Since December 1941, U.S. historians and military leaders alike have referred to a “Pearl Harbor event” as shorthand for an unwarned attack that changes the course of American history. The looming threat of such an event is what keeps the best of our military’s leadership up at night, worried that they might miss the warning signs and hoping that they are better prepared for what’s to come than their predecessors were throughout history.
Anticipating such things, or “connecting the dots” as it has come to be called, is never easy. In fact, institutions have been created throughout history after catastrophe has struck for the very purpose of never letting it happen again. In other words, to transfer the knowledge and experience for the benefit of future generations.
As the dust settled following the second World War, then President Truman created the United Nations and NATO for the very same reason – to prevent the world from devolving into autocratic rule. Neither he nor his institutions were perfect, but they have cemented American leadership and values on the world stage and preserved them for the following 75 years.
We can start to connect the dots now as they relate to the space domain, which points a straight line towards a worrying future. An autocratic Russia, which demonstrated its nesting satellite capability, recently shot down a satellite without warning. As the weeks tick by, the expanding minefield of thousands of pieces of debris left from the explosion now complicates every nation and company’s peaceful ambitions in space.
Feigned surprise aside, no serious policymakers questioned whether Russia could execute such a thing, especially given its full rate production on hypersonic space weapons. But what is a mystery is why? This leaves more than a few of us wondering if it was intended to be an orbital ransom note to the West, holding our GPS and other satellites hostage while conducting aggressive action elsewhere. Could this be a not too subtle reminder of what will happen to our satellites if we decide to mettle in Russia’s affairs?
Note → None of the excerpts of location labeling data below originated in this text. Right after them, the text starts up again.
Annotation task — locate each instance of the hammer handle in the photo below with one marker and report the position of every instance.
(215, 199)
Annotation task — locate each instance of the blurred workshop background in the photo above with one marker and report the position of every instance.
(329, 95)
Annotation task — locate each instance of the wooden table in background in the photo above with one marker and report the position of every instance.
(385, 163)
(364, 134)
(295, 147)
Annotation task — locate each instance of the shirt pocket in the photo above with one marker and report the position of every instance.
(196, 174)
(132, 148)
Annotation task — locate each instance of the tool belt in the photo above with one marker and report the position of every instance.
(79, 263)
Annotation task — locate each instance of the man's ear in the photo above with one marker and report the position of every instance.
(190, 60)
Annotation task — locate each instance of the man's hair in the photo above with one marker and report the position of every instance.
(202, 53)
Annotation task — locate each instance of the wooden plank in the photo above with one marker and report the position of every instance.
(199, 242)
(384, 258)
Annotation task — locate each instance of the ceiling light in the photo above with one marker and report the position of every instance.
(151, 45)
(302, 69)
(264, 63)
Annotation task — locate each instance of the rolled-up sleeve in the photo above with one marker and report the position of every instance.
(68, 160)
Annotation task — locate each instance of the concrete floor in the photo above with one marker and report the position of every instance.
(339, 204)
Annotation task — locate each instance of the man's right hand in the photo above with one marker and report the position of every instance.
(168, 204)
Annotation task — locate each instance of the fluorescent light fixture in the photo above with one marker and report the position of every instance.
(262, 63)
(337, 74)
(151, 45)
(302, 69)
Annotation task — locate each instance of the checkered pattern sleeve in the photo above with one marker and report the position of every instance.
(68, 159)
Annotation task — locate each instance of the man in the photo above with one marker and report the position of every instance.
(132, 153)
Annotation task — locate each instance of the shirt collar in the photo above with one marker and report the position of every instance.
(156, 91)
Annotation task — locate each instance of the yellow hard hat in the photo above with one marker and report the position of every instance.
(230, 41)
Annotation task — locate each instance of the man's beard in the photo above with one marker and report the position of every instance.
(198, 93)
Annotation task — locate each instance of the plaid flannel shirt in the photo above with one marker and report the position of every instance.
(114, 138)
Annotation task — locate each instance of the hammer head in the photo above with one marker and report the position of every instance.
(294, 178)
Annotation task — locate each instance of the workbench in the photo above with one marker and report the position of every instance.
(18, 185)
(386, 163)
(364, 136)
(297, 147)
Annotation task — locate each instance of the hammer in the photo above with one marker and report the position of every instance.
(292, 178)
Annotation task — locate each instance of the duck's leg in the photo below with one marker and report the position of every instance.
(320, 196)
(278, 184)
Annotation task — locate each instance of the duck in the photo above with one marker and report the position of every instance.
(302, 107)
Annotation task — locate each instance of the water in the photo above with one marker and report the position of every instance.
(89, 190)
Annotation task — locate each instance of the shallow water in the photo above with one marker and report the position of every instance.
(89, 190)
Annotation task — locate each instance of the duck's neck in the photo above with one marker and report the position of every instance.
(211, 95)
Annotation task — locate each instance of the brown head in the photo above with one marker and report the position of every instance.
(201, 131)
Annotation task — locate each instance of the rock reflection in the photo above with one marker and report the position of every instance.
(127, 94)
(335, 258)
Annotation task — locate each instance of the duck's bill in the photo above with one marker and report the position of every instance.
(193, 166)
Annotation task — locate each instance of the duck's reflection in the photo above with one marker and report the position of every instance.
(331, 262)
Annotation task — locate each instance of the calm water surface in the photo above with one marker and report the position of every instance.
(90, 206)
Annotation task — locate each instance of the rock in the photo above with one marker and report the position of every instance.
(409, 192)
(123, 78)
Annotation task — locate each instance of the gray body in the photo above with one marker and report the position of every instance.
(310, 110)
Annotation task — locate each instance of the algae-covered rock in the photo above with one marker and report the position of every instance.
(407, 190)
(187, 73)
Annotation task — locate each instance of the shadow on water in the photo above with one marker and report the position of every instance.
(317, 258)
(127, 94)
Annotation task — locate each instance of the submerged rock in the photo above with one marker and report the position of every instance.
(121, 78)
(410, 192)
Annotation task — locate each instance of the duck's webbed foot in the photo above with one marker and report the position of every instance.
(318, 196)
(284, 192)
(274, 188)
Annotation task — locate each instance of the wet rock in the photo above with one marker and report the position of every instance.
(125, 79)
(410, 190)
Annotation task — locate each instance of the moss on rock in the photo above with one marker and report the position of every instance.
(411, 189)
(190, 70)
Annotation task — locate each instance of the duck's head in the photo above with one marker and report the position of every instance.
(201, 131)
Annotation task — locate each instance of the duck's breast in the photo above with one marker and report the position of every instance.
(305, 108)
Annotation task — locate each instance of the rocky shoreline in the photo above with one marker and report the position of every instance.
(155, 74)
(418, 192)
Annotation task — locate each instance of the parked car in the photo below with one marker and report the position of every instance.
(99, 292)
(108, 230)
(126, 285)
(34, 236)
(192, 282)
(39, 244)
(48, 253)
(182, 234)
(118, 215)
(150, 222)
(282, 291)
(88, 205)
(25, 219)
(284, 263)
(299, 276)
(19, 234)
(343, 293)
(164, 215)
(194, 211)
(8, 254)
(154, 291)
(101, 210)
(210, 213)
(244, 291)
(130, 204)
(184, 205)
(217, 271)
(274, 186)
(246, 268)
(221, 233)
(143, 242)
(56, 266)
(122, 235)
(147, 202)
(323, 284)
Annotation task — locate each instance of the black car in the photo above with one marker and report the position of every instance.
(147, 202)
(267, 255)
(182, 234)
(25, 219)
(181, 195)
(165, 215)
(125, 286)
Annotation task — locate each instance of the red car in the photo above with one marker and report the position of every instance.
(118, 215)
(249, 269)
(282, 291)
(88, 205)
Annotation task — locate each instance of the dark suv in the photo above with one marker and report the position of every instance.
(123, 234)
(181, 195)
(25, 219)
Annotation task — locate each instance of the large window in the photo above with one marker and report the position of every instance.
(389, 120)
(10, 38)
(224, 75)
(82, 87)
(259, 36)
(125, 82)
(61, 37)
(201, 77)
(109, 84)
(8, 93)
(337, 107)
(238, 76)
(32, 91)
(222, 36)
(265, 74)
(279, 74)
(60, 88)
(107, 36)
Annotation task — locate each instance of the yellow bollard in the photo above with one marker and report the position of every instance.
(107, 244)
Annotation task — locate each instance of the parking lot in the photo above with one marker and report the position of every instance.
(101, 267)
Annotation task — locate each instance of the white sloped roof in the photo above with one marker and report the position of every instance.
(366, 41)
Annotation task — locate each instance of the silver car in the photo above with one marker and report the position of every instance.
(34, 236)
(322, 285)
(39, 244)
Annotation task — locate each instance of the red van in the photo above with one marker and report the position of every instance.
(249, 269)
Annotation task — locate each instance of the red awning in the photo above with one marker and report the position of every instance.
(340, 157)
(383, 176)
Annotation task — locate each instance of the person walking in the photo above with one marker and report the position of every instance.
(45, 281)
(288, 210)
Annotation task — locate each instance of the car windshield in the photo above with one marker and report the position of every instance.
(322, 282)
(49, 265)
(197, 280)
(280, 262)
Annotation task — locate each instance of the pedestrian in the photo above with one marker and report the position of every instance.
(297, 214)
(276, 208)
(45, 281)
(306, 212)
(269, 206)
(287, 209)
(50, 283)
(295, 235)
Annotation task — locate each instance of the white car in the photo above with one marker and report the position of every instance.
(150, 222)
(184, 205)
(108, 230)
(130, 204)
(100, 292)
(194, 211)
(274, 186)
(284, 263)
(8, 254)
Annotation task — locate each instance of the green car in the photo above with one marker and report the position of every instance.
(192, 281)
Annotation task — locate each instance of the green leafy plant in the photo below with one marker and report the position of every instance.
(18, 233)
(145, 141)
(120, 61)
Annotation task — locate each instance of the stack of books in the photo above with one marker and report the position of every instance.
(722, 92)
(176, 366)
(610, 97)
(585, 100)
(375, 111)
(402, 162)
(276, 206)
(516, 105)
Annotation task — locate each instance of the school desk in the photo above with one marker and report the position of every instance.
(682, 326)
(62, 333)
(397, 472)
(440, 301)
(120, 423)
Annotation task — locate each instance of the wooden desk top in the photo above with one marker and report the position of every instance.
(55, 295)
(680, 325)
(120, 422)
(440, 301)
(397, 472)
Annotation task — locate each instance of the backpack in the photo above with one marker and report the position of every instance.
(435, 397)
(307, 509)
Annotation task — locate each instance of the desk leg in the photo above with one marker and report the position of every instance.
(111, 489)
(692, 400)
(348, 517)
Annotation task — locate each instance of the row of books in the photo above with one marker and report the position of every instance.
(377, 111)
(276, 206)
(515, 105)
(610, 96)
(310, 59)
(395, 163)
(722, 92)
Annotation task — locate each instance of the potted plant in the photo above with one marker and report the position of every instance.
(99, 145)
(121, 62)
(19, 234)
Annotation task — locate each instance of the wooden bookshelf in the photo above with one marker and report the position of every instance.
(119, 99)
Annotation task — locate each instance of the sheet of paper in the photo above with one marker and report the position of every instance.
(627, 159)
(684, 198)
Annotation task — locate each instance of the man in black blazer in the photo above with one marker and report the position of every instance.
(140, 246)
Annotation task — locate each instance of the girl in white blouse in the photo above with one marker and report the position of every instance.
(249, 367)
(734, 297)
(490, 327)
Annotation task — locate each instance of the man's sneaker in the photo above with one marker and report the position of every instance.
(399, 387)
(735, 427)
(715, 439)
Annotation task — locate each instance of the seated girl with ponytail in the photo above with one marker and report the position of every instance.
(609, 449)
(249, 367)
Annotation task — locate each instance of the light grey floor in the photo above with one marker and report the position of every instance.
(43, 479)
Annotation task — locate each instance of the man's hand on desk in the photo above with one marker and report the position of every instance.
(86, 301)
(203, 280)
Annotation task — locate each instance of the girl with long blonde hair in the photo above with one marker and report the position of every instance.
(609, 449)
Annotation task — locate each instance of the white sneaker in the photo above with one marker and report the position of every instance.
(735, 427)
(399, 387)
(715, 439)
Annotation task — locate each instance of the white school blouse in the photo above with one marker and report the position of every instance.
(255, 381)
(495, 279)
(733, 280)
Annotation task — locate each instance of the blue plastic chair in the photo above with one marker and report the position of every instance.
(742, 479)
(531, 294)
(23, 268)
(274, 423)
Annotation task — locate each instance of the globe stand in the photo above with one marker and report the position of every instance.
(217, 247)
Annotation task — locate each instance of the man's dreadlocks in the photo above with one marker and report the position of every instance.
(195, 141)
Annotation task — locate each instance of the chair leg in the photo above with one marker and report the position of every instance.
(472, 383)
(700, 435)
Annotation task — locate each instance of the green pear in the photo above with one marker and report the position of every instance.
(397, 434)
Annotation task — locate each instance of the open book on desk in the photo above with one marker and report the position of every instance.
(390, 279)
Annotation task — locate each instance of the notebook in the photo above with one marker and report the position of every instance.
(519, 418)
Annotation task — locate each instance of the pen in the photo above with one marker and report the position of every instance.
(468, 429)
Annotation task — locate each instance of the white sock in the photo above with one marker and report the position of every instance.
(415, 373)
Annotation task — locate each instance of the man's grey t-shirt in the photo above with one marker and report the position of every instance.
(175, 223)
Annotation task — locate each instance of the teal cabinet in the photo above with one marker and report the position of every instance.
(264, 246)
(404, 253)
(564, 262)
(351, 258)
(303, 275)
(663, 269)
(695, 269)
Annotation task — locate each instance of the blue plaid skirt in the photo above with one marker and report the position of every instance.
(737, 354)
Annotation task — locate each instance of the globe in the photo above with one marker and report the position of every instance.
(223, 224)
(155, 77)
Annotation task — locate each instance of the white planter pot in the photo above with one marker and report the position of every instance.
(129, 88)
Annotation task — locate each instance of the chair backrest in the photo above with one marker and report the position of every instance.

Much like how the Truman administration set the table for democracy to prevail decades ago, the current administration has the unique opportunity to lay the foundation to ensure a century of freedom in space, and the world’s governance of this century’s space domain will be charted by American leadership. Ultimately, however, it will be up to the NSC to decide whether it will be a zero-sum, autocratic wasteland or a debris-free orbital oasis governed by the consent of the free nations.
Charles Beames is chairman of the SmallSat Alliance, an industry association.